In several of my MET courses I really started looking at the learning environments I establish for my students, particularly for the online courses I teach. I reflected on my teaching practice in ways I had not done since my early years of teaching, almost 20 years ago. What an enlightening experience!
In ETEC 510 (Design of Technology Supported Learning Environments), Jonassen (1999) introduced me to the term “constructivism”. While I was glad to realize that I had been utilizing many constructivist tools and activities in my teaching, I was embarrased that I had not previously known what this learning theory was. I reflected a great deal on Jonassen’s statement:
Constructivist concepts of learning….assume that knowledge is individually constructed and socially constructed by the learners based on their interpretations of experiences in the world. Since knowledge cannot be transmitted, instruction should consist of experiences that facilitate knowledge construction. (p. 217)
That same semester, I took ETEC 565 (Learning Technologies: Selection, Design and Application). This was one of the most memorable and meaningful courses for me. In some ways, I wish I had taken it later in the program, rather than during my second semester, so that I could draw on learning from more courses as I completed the requirements for it. In this course I was faced with the daunting task of learning a vast number of tools (yes, there were tears shed during some trying moments). The “Tool Box” within the course was so extensive, and the time demands required to complete all the activities was overwhelming. But gaining insight into this vast array of technology options was of immeasurable value.
Alexander’s (2006) article, Web 2.0 A New Wave of Innovation for Teaching and Learning and chapters from Anderson’s book, Theory and Practice of Online Learning were instrumental in my process of rethinking online learning. Providing a more constructivist and social learning environment using a variety of tools would greatly benefit my students.
In ETEC 565 I was able to put some of this newly acquired knowledge into practice. During that course I set up a blog (Spring 2011) which showcased my learning plan and design activities.
Click on the above image to go and visit my blog.
One of the highlights of the course was creating an online course in Moodle that I would soon use for teaching my students at College of the Rockies. What an extraordinary learning opportunity. Unfortunately, guest access is not available on MET Moodle to view the course I designed, but here is a quick clip to show you some of the highlights.

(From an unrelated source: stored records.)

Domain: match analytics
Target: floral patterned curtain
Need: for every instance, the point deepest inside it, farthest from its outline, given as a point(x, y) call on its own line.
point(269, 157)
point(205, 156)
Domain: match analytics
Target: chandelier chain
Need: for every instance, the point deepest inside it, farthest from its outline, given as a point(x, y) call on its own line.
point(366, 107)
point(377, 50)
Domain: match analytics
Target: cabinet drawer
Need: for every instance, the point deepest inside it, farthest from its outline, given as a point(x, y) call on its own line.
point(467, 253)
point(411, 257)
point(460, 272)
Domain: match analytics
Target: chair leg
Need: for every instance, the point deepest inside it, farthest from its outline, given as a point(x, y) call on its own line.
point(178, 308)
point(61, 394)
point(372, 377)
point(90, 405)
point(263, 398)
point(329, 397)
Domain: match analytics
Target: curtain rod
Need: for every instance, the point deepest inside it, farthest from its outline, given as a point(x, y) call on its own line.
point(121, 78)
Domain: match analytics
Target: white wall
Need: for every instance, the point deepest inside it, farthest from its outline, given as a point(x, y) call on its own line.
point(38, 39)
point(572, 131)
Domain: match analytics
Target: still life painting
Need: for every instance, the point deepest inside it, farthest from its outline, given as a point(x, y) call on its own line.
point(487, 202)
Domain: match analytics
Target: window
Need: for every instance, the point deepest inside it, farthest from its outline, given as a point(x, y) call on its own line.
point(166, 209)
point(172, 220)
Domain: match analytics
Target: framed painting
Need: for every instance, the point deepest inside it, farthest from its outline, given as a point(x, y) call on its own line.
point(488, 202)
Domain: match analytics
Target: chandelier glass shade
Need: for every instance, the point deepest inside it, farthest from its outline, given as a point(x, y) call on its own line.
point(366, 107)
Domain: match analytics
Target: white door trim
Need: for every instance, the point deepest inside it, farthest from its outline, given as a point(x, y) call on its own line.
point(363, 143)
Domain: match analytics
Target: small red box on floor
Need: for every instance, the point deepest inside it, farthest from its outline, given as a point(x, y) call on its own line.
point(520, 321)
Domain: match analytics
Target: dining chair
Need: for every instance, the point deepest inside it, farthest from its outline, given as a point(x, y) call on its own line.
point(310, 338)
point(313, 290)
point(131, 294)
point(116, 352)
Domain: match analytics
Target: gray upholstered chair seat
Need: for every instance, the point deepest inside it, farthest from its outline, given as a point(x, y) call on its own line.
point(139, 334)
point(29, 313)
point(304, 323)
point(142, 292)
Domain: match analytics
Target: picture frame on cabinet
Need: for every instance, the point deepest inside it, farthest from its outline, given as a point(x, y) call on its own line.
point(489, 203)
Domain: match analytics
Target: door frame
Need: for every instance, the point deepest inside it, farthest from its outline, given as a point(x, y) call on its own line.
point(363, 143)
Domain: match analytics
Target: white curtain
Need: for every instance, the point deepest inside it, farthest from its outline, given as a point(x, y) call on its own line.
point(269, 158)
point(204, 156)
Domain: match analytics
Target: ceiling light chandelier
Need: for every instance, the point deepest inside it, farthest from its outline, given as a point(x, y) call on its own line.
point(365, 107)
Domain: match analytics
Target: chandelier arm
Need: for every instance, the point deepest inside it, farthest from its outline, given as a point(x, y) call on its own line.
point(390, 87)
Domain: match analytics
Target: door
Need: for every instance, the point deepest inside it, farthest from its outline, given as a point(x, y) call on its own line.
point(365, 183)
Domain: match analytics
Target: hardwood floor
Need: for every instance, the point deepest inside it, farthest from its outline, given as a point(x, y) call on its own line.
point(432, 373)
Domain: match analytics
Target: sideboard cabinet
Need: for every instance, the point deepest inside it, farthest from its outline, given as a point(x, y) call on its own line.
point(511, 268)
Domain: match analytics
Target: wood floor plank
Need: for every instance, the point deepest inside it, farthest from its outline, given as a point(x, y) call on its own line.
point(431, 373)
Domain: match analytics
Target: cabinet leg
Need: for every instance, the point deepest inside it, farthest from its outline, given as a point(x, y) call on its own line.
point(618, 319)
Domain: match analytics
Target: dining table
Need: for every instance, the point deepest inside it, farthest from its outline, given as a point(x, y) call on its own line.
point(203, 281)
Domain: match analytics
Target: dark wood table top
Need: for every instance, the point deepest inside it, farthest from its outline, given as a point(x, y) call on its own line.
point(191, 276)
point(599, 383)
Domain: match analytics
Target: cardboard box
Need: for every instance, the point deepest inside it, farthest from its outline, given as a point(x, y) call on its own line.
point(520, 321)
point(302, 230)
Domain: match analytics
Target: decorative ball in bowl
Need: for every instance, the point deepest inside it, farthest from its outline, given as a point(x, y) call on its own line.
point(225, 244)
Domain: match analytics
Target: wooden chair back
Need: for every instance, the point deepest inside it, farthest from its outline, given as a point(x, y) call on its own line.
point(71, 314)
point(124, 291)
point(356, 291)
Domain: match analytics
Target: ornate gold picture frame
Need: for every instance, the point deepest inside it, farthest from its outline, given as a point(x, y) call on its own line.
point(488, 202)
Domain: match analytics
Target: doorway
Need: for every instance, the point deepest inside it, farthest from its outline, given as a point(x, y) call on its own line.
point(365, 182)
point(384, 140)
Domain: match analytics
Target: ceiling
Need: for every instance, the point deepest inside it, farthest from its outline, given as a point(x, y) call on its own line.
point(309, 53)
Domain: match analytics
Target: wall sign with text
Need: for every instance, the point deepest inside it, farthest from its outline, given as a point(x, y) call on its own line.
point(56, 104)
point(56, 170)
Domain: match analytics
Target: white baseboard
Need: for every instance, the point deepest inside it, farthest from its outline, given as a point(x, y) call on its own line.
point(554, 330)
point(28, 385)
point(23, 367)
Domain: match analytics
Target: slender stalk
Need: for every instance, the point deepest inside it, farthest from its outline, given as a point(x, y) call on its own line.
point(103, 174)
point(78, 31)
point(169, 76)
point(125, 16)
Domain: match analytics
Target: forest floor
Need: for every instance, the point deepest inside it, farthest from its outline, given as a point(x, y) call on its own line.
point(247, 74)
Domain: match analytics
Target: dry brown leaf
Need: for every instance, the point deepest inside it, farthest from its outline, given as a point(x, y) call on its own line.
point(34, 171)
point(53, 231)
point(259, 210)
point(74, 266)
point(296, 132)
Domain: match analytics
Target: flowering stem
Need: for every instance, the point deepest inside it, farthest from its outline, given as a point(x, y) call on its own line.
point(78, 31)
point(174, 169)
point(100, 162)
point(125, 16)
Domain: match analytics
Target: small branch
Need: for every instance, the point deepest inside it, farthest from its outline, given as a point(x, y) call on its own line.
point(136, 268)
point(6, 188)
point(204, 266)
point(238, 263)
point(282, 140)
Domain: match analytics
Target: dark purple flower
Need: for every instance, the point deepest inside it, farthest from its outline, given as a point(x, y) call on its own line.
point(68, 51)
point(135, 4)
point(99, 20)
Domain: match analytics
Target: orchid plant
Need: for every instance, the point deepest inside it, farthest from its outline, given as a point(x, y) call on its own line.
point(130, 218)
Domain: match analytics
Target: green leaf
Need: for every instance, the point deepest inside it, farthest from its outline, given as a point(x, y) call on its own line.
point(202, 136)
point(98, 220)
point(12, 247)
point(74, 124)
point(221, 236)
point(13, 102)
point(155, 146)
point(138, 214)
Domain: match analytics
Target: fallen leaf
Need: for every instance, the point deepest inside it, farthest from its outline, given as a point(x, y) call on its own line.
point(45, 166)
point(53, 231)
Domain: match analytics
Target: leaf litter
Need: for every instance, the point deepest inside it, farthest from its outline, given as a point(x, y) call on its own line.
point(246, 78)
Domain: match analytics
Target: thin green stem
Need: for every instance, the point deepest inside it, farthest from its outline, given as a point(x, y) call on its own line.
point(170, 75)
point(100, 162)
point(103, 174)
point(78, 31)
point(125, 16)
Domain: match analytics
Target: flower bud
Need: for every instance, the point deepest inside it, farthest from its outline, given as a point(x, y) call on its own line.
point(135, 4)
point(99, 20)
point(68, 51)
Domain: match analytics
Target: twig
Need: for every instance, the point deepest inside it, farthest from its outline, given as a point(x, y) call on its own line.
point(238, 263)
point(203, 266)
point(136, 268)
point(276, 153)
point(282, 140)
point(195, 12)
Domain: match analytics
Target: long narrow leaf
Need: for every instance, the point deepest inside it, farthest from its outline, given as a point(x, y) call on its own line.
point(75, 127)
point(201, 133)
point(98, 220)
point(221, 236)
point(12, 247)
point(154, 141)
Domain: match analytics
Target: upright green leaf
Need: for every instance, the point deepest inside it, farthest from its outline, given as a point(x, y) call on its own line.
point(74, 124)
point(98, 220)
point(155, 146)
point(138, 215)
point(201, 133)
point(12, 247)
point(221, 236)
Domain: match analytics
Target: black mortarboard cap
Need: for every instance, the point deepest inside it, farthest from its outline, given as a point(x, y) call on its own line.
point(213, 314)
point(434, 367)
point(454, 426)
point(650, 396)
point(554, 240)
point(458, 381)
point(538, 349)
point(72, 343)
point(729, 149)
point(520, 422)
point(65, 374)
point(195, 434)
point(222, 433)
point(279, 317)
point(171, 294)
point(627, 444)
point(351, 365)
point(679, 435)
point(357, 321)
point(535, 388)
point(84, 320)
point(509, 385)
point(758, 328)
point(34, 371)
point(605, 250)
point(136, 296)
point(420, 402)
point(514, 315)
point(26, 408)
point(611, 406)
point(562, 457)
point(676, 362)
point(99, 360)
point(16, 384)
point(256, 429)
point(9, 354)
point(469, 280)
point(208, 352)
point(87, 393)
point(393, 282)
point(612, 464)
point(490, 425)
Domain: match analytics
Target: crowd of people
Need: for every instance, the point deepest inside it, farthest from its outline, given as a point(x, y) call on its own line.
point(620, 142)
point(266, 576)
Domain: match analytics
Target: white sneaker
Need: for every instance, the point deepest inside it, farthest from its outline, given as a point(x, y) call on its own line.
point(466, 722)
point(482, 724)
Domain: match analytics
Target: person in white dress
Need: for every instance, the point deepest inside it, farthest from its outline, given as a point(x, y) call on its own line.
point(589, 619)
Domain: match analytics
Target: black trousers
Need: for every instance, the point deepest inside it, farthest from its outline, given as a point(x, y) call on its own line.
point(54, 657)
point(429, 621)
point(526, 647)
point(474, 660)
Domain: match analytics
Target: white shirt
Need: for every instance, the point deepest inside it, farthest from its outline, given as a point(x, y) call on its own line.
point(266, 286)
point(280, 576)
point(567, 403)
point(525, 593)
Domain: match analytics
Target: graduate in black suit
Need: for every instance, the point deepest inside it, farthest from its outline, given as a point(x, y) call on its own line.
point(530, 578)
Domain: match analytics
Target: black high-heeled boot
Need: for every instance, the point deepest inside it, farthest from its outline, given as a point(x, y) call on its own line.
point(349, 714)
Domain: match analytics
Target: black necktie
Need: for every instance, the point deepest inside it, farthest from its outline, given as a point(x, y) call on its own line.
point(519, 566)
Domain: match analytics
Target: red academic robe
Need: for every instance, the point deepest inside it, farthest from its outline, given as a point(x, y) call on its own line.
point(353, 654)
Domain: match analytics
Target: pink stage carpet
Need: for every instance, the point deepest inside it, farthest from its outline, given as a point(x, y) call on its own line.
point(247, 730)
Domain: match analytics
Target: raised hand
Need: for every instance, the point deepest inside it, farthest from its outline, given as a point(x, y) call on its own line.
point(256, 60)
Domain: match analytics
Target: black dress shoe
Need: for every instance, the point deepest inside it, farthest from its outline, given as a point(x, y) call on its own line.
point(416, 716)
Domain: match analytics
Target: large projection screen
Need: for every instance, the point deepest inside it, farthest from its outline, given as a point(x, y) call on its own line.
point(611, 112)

On my blog I reflect on this activity:
While creating “Modifying and Adapting Instruction – An Introduction for Education Assistants”, I utilized my newfound knowledge to:
- Create and incorporate multi-media presentations and images in my web pages
- Provide meaningful automated feedback on quizzes
- Incorporate asynchronous communication tools
- Create a glossary (which students will add to)
- Create a wiki activity
- Use a built in survey tool
- Create tables
- Link webpages (to text and images)
- Show/hide various content activities and modules
The knowledge I built during this activity helped me reconstruct the learning environment for a course I teach, and provided me with the tools necessary to continue in the process of updating and revising my other courses. Providing the right environment for learning is critical, for me, for my online students, and yes, even for puppies.